Ärzte Zeitung, 16.03.2009

Immer mehr Jugendliche fliehen in virtuelle Welten

Acht Prozent der männlichen Neuntklässler sind spielesüchtig oder gefährdet

HANNOVER (mut). Männliche Jugendliche entwickeln sich am Computer immer mehr zu Sorgenkindern: Sie bevorzugen gewalttätige Spiele und verbringen viel mehr Zeit mit dem Spielen als Mädchen.

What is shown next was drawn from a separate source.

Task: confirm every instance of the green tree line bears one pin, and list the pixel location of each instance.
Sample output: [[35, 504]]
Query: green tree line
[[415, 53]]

Aber sowohl Mädchen als auch Jungs spielen deutlich mehr als noch vor zwei bis drei Jahren.

Immer mehr Jugendliche fliehen in virtuelle Welten

Spielen bis zur Erschöpfung: Gerade für junge Männer ist das oft Alltag.

Foto: dpa

Ein 15-jähriger Junge verbringt heute an einem Schultag im Schnitt 130 Minuten mit Computer- und Videospielen, im Jahr 2005 waren es noch 90 Minuten. Mädchen spielen zwar deutlich weniger, haben ihren Konsum im selben Zeitraum aber ebenfalls drastisch gesteigert, und zwar von täglich 19 auf knapp 53 Minuten. An Wochenenden spielen Jugendliche zum Teil noch deutlich länger.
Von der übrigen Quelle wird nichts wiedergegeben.